Géorgie : mort suspecte d’un journaliste lynché six jours plus tôt par des militants homophobes
Aleksandr Lachkarava est mort six jours après avoir été grièvement blessé alors qu’il couvrait des contre-manifestations d’extrême-droite homophobes. Reporters sans frontières (RSF) demande au gouvernement de mener une enquête impartiale, approfondie et transparente sur les circonstances de la mort du caméraman.
C’est sa mère qui l’a retrouvé mort dans son lit, dimanche matin. Aleksandr (Lekso) Lachkarava, caméraman pour la chaîne d’opposition géorgienne Pirveli TV, avait subi une opération en urgence le 5 juillet pour des fractures faciales et une commotion cérébrale, après avoir été attaqué comme 52 autres journalistes lors d’un reportage sur des contre-manifestations à la marche des fiertés à Tbilissi, la capitale.
Aleksandr Lachkarava et Miranda Bagatouria s’apprêtaient à filmer dans les locaux d’une ONG lorsque la foule a fait irruption dans le bureau. “Qu’est-ce que vous faites, nous sommes journalistes !”, s’est écrié le caméraman quand un prêtre orthodoxe a commencé à attraper sa collègue par les cheveux.

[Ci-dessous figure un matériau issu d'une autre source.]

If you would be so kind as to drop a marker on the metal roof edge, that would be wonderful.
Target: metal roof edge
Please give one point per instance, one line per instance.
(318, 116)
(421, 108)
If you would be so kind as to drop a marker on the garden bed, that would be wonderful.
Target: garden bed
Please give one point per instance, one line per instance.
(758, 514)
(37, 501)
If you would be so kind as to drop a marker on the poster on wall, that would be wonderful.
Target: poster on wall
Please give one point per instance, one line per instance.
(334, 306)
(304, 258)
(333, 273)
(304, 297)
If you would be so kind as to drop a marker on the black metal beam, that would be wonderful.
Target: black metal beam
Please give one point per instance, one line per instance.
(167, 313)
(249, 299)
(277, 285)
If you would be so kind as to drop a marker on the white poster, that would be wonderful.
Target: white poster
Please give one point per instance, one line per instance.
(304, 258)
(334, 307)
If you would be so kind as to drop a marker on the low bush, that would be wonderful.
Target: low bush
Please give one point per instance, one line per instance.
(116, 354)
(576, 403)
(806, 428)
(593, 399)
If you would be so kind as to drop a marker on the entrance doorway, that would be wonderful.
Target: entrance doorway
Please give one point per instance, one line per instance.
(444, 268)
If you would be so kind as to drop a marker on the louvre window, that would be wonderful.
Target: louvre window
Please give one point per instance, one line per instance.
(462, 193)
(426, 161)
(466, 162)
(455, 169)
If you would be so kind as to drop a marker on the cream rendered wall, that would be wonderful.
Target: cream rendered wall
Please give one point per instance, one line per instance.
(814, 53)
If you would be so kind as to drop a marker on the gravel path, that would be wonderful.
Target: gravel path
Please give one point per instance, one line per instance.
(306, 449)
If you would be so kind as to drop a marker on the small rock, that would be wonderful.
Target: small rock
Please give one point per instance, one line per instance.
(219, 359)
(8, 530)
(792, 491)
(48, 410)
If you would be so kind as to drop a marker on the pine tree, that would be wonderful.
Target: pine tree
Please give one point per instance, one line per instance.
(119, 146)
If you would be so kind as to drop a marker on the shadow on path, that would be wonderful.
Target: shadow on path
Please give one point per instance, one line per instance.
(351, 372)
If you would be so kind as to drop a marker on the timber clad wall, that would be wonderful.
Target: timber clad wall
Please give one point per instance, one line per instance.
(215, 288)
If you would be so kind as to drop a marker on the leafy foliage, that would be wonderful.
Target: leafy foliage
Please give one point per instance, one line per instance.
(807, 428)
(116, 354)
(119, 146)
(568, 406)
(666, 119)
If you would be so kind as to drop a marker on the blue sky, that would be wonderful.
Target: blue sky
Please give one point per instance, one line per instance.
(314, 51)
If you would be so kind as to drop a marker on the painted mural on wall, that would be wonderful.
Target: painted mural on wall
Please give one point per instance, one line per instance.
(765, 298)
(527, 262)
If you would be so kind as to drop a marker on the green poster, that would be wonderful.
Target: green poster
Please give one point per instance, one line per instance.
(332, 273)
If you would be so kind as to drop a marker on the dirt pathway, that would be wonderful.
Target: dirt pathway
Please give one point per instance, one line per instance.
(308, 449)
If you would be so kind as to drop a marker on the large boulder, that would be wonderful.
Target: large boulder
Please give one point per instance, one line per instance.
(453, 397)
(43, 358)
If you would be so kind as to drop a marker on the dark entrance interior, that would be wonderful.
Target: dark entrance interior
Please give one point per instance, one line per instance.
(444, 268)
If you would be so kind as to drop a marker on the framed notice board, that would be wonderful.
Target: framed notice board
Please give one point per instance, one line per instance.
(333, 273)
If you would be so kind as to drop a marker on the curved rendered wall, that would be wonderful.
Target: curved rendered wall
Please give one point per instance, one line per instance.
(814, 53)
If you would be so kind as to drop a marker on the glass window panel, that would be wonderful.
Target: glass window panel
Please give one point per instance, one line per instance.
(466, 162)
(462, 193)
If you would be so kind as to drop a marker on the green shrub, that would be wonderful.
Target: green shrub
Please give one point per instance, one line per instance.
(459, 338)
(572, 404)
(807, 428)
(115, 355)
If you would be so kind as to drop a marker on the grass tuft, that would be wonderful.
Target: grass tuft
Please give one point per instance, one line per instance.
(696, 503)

Lynché par une vingtaine d’extrémistes homophobes, Aleksandr Lachkarava baignait dans une mare de sang. “Nous étions sans défense, il n’y avait qu’un policier, incapable de nous aider”, a raconté Miranda Bagatouria à la presse locale. Seuls cinq de leurs assaillants ont été arrêtés pour le moment.

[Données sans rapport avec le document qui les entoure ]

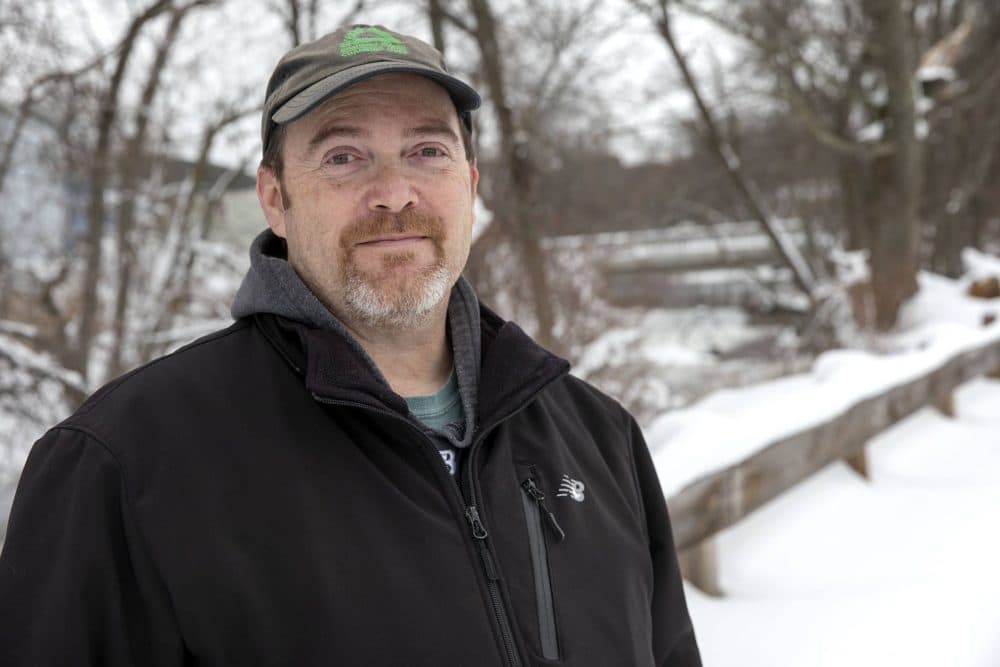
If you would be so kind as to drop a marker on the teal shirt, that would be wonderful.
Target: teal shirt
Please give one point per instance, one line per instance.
(436, 411)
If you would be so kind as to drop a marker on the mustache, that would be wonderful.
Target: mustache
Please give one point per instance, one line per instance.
(379, 223)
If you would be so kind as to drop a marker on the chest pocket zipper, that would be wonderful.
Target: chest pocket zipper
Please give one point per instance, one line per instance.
(538, 514)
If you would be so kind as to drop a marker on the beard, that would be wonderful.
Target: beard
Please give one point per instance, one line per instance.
(396, 294)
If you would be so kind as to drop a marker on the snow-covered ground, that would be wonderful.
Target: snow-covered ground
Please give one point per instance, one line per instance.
(903, 569)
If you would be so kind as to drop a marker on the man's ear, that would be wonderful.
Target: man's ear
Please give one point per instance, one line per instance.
(269, 196)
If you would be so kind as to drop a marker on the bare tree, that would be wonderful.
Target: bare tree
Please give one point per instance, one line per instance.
(728, 157)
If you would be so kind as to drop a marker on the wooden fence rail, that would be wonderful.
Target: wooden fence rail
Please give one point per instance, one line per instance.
(719, 500)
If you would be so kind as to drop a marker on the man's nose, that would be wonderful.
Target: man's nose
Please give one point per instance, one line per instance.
(392, 191)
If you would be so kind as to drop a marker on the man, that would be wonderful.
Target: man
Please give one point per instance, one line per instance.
(368, 467)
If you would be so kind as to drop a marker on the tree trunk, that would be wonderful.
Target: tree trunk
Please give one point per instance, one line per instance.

Le ministère de l’Intérieur a ouvert une enquête pour “incitation au suicide” afin de déterminer les causes exactes de la mort du journaliste. Lors d’un point presse dimanche après-midi, un porte-parole du ministère a laissé entendre qu’elle était peut-être due à une overdose de stupéfiants. Le ministère de la Santé a de son côté lancé une enquête sur la qualité des services médicaux dans la clinique dans laquelle il a été soigné. Aleksandr Lachkarava est sorti de l’hôpital le 8 juillet.
La famille, qui ne fait pas confiance au gouvernement, a tenté de s’opposer en vain à l’enlèvement du corps pour un examen médico-légal. Certains de ses membres affirment que le nez d’Aleksandr saignait et soupçonnent une thromboembolie liée à ses blessures.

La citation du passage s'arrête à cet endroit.